Não sou candidato nem a síndico, afirma secretário
Não sou candidato
nem a síndico,
afirma secretário
Curitiba
Folha - Com toda esta campanha, o senhor acredita que irá reduzir a sonegação em quanto?
Gionédis - Eu não tenho dúvida que a sonegação gire em torno de 20% a 30%. Embora de julho para cá tenha havido uma recuperação forte. Se analisarmos o Simples (Sistema simplificado de arrecadação fiscal para pequena empresa), constatamos que houve um crescimento no setor de 40% no recolhimento. Nos dois últimos shoppings em Curitiba, que vistoriamos neste mês de dezembro, foram fechadas nada mais nada menos do que 40 lojas. Elas não tinham sequer a inscrição estadual, mesmo com toda a medida preventiva feita pela Secretaria da Fazenda.
Folha - A meta para 1998 é centralizar o trabalho no combate à sonegação?
Gionédis - O aumento de arrecadação e o combate à sonegação são as prioridades. Queremos manter o diálogo aberto com as empresas. Estamos negociando com o setor de bebidas. Há uma discussão grande na substituição tributária. A substituição prevê um preço final na ponta de varejo e é esse preço que as empresas reclamam.
Folha - Os frigoríficos do Estado também foram alvo da fiscalização da Receita Estadual. A Secretaria da Fazenda chegou a criar a Operação Vigília do Boi. O senhor chegou a declarar que a sonegação atingia 40% no setor da carne. O que mudou depois disso?
Gionédis - A campanha surtiu efeito. Não agimos com o intuito somente de penalizar. Nós temos atuado muito na orientação. Nos frigoríficos, ficamos 30 dias, não para multar, mas com o objetivo de estabelecer um parâmetro.
Folha - O que se conseguiu de positivo?
Gionédis - Só para se ter uma idéia, teve frigorífico onde o abate de boi cresceu 380% da média que tinha para aquele determinado mês. E tem mais um detalhe, a Vigília do Boi foi feita no período de entressafra, quando normalmente o abate de bois é menor. Nós estamos preparando uma nova vigília, que vai ser nos próximos dias. Desta maneira, poderemos traçar um comparativo entre o período da safra e da entressafra. Temos que estabelecer um parâmetro.
Folha - O senhor vai ficar no cargo para acompanhar os trabalhos ou vai se desincompatibilizar para disputar uma vaga na Assembléia Legislativa ou Câmara dos Deputados nas eleições de 98?
Gionédis - Eu não sou candidato a nada.
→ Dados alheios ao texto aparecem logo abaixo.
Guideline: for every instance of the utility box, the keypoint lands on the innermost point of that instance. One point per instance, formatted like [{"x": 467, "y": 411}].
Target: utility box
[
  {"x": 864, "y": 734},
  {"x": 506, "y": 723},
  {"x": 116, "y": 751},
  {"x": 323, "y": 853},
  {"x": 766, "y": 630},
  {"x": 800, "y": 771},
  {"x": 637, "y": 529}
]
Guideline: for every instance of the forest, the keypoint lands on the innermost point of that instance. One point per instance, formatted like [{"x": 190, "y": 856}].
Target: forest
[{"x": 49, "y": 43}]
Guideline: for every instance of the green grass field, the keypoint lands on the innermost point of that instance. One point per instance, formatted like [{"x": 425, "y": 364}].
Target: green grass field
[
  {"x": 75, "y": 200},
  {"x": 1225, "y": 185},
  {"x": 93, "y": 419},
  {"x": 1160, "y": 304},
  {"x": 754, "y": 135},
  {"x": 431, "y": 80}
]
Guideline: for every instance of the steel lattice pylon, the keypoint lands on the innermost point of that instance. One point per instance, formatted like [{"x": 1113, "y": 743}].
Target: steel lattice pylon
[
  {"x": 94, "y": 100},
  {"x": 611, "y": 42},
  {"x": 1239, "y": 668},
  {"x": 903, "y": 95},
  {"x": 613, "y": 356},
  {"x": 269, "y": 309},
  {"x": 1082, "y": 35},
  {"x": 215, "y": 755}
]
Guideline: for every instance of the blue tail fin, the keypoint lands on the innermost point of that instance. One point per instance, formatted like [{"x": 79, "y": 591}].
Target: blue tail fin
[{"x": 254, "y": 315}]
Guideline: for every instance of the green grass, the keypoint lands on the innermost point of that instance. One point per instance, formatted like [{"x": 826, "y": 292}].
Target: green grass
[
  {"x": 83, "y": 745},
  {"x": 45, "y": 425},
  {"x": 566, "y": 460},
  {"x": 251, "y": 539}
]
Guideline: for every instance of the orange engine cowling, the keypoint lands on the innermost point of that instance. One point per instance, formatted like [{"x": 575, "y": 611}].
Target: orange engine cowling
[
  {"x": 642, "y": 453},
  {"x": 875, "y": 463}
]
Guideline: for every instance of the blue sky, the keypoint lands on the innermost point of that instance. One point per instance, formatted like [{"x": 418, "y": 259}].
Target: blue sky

Nem a síndico, porque moro numa casa. Eu sou um soldado do governador Jaime Lerner. Cumpro minha função na Secretaria da Fazenda. Nesse governo, já passei por duas Secretarias (Casa Civil e Governo)... o futuro a Deus pertence.
Folha - No meio político, a candidatura do senhor é dada como certa.
Gionédis - Mas não é verdade. Não sou candidato, pode ter certeza que continuarei na Secretaria da Fazenda. Tenho certeza de que o Paraná fechará 98 muito tranquilamente no que se refere às finanças, como fechou 97. O Paraná pagou suas dívidas, os salários e os 13º do funcionalismo. Só 30% dos municípios tinham dinheiro para pagar o 13º e o Estado pagou. É a prova inconteste que o Paraná não está quebrado, como dizem os adversários políticos.